Monday, 14 September 2020

trykkefrihed or fourth estate

Though de facto liberation of newspapers occurred in Britain a few decades earlier with the abolishment of the mandate for publications to be licensed by Parliament in 1695, the first explicit guarantor of unfettered and inquisitive journalism came on this in 1770 for the Kingdom of Denmark-Norway under the regency of Prussian philosopher and reformer Johann Friedrich, Count Struensee (*1737 – †1772), who made dispatching with censorship of the press his second order of business after the abolition of torture.
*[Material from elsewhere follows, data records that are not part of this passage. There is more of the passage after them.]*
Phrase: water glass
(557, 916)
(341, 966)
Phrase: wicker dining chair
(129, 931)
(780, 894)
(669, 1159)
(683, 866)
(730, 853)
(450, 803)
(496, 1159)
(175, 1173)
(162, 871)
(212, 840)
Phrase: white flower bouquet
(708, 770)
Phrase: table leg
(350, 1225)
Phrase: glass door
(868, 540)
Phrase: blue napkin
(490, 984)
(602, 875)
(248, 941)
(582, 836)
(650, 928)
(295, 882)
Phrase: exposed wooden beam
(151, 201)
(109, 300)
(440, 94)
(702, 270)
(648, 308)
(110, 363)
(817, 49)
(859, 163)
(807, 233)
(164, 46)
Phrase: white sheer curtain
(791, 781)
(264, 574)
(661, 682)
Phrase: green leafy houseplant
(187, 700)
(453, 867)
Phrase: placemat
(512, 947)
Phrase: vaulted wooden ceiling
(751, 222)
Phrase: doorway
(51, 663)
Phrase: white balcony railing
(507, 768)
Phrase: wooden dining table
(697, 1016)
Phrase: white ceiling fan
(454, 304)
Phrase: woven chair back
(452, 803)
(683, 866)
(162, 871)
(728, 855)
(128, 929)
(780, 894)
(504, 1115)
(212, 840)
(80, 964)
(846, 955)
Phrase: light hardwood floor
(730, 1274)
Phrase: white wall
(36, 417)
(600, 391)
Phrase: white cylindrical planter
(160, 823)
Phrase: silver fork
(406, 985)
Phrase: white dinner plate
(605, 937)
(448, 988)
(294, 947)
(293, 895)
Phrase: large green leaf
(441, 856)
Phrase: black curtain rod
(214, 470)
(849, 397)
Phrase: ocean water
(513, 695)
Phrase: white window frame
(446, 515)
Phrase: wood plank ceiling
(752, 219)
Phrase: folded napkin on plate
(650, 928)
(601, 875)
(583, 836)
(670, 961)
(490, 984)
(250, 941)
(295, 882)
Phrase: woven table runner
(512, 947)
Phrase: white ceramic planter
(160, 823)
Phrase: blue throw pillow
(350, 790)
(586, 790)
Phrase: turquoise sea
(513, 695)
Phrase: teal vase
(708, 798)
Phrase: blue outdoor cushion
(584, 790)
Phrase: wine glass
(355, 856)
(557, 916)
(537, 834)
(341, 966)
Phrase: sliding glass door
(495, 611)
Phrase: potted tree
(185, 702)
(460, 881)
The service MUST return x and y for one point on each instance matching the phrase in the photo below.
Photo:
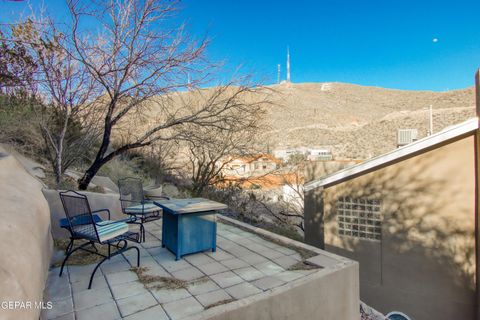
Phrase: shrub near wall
(25, 240)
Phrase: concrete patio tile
(156, 270)
(249, 273)
(197, 288)
(212, 268)
(153, 313)
(285, 250)
(234, 263)
(239, 251)
(136, 303)
(269, 268)
(182, 308)
(108, 311)
(90, 298)
(172, 265)
(245, 241)
(242, 290)
(288, 276)
(285, 261)
(164, 257)
(212, 297)
(157, 251)
(220, 255)
(79, 273)
(254, 258)
(128, 289)
(226, 279)
(232, 236)
(198, 259)
(271, 254)
(121, 277)
(188, 274)
(68, 316)
(168, 295)
(258, 248)
(98, 283)
(60, 308)
(267, 283)
(296, 256)
(131, 255)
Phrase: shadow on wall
(427, 228)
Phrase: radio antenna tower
(288, 64)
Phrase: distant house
(409, 217)
(249, 165)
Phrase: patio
(245, 264)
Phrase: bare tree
(62, 85)
(137, 57)
(288, 207)
(212, 147)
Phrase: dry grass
(160, 282)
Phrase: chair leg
(95, 270)
(142, 232)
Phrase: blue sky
(381, 43)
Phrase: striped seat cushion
(106, 230)
(142, 208)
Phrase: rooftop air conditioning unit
(406, 136)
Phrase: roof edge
(426, 143)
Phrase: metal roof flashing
(420, 146)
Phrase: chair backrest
(131, 192)
(79, 215)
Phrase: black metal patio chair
(85, 224)
(135, 205)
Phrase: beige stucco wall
(96, 200)
(25, 239)
(425, 264)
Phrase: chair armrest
(102, 210)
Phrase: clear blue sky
(385, 43)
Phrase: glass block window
(359, 218)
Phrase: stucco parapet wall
(25, 239)
(97, 201)
(332, 292)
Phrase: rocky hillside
(357, 121)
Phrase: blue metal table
(189, 225)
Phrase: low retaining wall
(97, 201)
(25, 240)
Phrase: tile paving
(243, 265)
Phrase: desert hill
(357, 121)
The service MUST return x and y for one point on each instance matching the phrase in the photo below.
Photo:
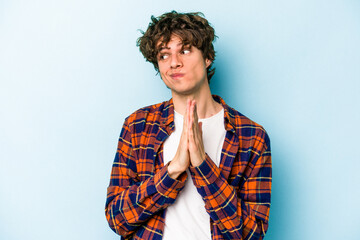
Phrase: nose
(175, 61)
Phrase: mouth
(177, 75)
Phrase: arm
(242, 213)
(131, 202)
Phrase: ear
(207, 62)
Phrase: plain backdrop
(70, 72)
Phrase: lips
(176, 75)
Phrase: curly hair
(192, 28)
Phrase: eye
(186, 51)
(163, 56)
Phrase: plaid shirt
(236, 194)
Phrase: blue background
(70, 72)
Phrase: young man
(191, 167)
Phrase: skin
(183, 70)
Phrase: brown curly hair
(192, 28)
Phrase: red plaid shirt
(236, 194)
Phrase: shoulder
(246, 128)
(151, 114)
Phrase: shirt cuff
(205, 174)
(167, 186)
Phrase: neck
(205, 104)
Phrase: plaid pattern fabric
(236, 194)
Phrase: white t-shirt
(187, 217)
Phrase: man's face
(182, 68)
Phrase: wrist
(173, 171)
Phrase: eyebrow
(167, 48)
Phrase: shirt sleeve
(242, 213)
(131, 202)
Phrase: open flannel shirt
(236, 194)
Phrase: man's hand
(181, 160)
(196, 145)
(191, 147)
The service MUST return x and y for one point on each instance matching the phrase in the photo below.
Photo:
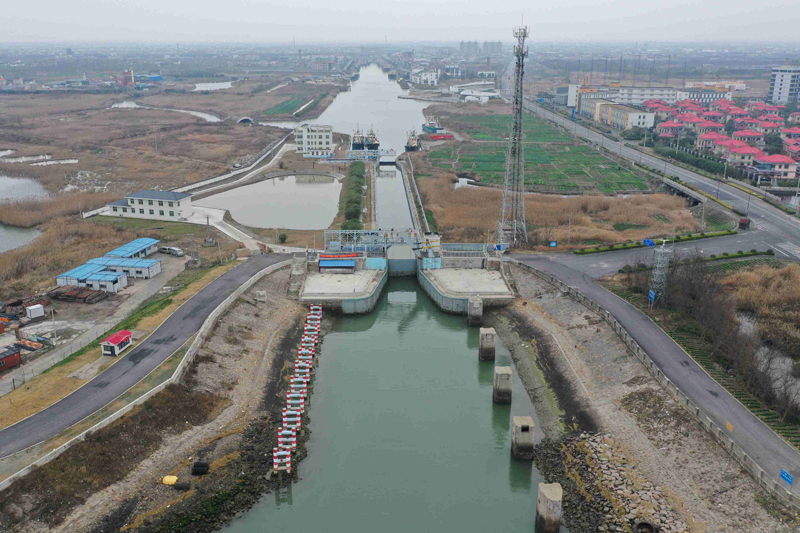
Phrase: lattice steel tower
(511, 224)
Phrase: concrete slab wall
(447, 304)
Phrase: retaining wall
(202, 335)
(747, 462)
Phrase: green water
(404, 433)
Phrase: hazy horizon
(245, 21)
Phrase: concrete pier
(548, 508)
(475, 311)
(522, 438)
(486, 344)
(501, 386)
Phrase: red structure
(116, 343)
(9, 358)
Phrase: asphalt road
(756, 439)
(135, 365)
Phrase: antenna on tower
(511, 223)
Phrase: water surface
(17, 189)
(404, 434)
(292, 202)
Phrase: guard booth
(116, 343)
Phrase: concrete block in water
(475, 311)
(486, 344)
(501, 386)
(522, 438)
(548, 508)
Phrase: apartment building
(314, 140)
(153, 205)
(784, 86)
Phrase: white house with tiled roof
(153, 205)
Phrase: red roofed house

Maître des requêtes and personal physician for the mentally-ill King Christian VII, Stuensee pushed forward a raft of legislation for the monarch to sign-off on including getting rid of noble privilege and state-sponsored revenues, subsidies for underperforming businesses, a ban on trade of enslaved persons in the colonies, criminalisation of bribery, reducing the size of the standing army, reallocating farm land for the peasant class and a tax on gambling. The public generally received Stuensee’s radical amendments well but halting censorship also opened up a tumult of pamphlets (mostly anonymous) critical of his regime and his dismissal of many government officials earned him many political enemies—leading to his execution after a palace coup two years later on the charge of lèse-majesté and presuming to rule in the king’s stead.